Aldridge dan Chaos terus berlari lurus ke depan, menapaki sebuah jalan dari batu dengan di sekelilingnya, hanya ada rerumputan kering dan mayat-mayat yang sudah tak berbau lagi saking lamanya berada disini.

"Berjalan melewati lapangan luas ini, membuatku bertanya-tanya, apa dulu terjadi perang disini ya?" Tanya Chaos sambil terus berlari.

"Aku tak tahu... Semacam perang saudara mungkin?"

"Kau tak takut Al? Mayat-mayat dan tengkorak-tengkorak berserakan disini."

"Takut lah! Tapi mau tak mau harus mau. Ini semua demi menolong Rynka."

"Huh! Jadi begitu... Seberapa penting Rynka untukmu?"

"Sangat penting!"

"Kau menyukainya?"

"Aaa... Itu... Jangan bicara yang aneh-aneh! Kita lanjut saja."

"Haha! Sudah jelas."

"Apanya?!"

"Haha, bukan apa-apa."

***

Lalu mereka terus berlari dan berlari hingga mencapai gerbang di istana itu.

"Kau yakin ini tempatnya?" Tanya Chaos.

"Tak ada salahnya dicoba kan? Kita buka gerbang ini sama-sama. 1... 2... 3!"

"Wind Caliber !!"

"Fire Fist !!"

DUARRRR !!

Dengan sihir yang mereka bisa, mereka menyerang gerbang besar yang terbuat dari kayu ini hingga rubuh dan terbakar.

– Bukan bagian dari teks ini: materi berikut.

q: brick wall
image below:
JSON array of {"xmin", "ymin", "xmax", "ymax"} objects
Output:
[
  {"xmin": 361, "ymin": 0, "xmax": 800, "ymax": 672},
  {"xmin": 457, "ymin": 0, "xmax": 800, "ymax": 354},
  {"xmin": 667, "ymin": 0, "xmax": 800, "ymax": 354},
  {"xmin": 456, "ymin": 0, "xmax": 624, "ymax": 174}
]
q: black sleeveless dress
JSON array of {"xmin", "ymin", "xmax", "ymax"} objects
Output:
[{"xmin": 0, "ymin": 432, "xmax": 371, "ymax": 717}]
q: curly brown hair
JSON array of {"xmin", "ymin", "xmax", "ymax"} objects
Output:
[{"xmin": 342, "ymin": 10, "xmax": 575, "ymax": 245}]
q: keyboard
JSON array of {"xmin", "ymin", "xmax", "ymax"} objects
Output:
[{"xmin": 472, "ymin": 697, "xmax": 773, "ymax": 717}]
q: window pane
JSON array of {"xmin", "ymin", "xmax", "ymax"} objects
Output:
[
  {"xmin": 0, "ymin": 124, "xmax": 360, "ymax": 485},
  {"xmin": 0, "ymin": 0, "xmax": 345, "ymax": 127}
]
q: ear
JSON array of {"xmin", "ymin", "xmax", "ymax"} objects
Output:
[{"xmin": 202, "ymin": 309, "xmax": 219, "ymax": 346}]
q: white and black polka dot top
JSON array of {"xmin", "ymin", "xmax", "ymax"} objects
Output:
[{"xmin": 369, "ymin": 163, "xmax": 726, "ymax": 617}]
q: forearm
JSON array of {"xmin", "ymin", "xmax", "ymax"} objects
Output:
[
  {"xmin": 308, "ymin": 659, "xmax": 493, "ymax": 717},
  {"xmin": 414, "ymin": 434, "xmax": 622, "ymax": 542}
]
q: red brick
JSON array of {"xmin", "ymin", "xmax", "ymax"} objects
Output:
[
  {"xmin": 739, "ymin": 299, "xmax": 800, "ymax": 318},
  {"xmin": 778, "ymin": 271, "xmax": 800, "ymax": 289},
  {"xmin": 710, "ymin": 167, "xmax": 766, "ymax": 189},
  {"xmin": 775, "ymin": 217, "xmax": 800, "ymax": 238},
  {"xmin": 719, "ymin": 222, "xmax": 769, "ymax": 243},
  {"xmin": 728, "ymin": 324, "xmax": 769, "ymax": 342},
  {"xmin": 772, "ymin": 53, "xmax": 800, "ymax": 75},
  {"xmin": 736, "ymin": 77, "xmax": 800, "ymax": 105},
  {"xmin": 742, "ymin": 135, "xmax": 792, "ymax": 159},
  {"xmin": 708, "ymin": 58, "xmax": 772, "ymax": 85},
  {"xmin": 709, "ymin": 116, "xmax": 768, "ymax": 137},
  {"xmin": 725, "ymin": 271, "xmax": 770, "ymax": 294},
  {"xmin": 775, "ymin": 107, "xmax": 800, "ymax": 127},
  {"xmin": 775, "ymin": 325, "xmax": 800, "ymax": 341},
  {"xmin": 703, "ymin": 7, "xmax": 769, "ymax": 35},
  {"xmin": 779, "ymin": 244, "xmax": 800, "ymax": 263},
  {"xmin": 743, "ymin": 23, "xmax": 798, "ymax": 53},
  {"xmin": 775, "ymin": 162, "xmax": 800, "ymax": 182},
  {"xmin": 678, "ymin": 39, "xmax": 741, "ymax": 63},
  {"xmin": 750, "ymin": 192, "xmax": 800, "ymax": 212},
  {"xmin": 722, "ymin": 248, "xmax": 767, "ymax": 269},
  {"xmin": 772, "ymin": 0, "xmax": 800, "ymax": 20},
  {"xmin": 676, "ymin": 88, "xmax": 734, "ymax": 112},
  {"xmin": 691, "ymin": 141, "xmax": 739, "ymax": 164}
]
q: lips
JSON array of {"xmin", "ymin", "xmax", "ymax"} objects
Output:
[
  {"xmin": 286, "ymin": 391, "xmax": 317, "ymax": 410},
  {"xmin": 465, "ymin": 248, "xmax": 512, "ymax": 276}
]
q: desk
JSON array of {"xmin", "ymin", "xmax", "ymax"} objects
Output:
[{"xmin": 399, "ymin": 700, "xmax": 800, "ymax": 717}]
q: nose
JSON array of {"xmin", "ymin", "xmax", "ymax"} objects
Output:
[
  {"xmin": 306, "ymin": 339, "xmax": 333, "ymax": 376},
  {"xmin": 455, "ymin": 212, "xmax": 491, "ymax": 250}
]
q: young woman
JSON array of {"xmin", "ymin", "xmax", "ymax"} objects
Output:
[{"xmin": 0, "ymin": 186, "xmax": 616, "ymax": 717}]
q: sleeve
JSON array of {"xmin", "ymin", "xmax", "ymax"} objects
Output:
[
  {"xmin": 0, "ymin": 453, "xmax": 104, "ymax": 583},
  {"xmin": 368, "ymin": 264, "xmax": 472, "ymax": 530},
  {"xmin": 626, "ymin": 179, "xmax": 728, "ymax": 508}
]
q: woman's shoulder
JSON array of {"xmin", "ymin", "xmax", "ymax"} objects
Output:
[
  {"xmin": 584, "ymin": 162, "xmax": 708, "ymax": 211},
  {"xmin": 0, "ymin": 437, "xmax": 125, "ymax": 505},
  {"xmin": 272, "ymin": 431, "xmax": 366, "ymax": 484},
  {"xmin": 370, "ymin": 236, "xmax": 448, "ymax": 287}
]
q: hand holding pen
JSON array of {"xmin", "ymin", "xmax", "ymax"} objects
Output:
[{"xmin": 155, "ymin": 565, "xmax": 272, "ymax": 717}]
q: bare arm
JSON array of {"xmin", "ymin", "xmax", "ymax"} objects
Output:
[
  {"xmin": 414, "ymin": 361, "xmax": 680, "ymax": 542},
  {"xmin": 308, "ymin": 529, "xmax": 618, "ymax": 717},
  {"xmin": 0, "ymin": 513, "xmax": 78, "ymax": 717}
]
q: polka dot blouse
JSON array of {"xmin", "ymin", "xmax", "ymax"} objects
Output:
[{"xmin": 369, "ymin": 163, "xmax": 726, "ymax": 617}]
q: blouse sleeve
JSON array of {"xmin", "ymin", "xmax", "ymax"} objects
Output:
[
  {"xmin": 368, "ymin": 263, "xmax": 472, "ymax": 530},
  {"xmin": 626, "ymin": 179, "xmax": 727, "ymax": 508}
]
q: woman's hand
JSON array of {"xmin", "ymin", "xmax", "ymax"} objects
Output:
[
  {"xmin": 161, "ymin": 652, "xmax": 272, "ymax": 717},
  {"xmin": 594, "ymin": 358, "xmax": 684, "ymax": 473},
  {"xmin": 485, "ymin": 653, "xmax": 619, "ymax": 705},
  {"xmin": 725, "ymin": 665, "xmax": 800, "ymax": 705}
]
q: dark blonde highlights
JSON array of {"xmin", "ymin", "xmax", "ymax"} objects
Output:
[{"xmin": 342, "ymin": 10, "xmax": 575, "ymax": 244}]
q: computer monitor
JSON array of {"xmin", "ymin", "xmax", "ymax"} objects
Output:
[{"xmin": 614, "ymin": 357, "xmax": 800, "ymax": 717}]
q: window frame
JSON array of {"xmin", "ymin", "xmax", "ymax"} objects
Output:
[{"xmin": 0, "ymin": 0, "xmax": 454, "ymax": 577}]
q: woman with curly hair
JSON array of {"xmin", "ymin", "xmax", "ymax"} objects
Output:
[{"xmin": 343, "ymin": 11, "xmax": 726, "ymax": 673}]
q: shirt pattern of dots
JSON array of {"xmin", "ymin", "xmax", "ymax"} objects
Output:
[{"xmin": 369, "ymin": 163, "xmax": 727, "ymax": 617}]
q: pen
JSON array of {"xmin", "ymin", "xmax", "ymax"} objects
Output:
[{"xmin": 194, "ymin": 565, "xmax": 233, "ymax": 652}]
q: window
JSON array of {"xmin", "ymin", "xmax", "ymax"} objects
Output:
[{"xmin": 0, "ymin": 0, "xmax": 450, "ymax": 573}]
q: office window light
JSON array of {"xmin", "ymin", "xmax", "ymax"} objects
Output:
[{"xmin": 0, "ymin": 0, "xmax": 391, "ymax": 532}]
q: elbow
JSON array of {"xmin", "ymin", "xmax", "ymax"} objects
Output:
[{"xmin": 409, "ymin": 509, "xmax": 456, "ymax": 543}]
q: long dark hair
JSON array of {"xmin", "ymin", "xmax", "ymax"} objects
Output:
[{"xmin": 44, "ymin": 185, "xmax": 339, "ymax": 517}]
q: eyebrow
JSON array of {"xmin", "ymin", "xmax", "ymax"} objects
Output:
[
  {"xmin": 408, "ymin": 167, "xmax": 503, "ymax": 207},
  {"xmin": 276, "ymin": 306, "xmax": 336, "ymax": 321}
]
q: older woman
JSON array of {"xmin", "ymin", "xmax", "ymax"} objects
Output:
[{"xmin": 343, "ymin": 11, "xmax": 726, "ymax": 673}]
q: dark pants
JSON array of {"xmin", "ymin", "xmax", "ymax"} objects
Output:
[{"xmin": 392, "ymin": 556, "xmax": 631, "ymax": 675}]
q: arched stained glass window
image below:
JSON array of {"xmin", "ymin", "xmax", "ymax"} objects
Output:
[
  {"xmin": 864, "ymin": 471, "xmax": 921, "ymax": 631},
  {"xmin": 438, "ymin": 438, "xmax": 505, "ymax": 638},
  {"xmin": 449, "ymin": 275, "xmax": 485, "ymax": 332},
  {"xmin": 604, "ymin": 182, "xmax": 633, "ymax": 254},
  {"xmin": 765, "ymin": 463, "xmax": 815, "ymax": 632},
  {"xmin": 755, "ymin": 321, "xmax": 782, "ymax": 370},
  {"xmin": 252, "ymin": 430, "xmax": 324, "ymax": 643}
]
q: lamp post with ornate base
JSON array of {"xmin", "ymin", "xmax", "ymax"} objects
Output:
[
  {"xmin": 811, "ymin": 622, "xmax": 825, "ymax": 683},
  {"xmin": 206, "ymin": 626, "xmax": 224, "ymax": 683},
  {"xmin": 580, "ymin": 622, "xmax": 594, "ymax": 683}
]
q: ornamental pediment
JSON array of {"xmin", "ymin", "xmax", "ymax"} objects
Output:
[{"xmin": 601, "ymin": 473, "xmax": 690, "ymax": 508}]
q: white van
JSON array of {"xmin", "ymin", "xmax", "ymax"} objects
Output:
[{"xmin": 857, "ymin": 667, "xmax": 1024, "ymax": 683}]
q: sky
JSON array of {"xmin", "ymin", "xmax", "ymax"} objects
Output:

"Seperti yang kuduga, satu lagi tempat yang hancur berantakan." Ucap Aldridge sambil menjelajah tempat ini.

"Tempat ini gelap sekali." Chaos langsung menyalakan obor api di tangannya sendiri, dengan telapak tangannya berada di sisi atas.

"Sihirmu praktis ya. Tapi biar aku coba cari obor di tempat ini."

"Tidak, biar aku saja..."

Aldridge dan Chaos menjejalah tempat yang megah ini, sambil satu persatu membakar obor di dinding sebagai sumber cahaya.

"Dari perabotan dan dekorasi tempat ini. Mungkin saja... Tempat ini dulunya adalah sebuah Ballroom megah."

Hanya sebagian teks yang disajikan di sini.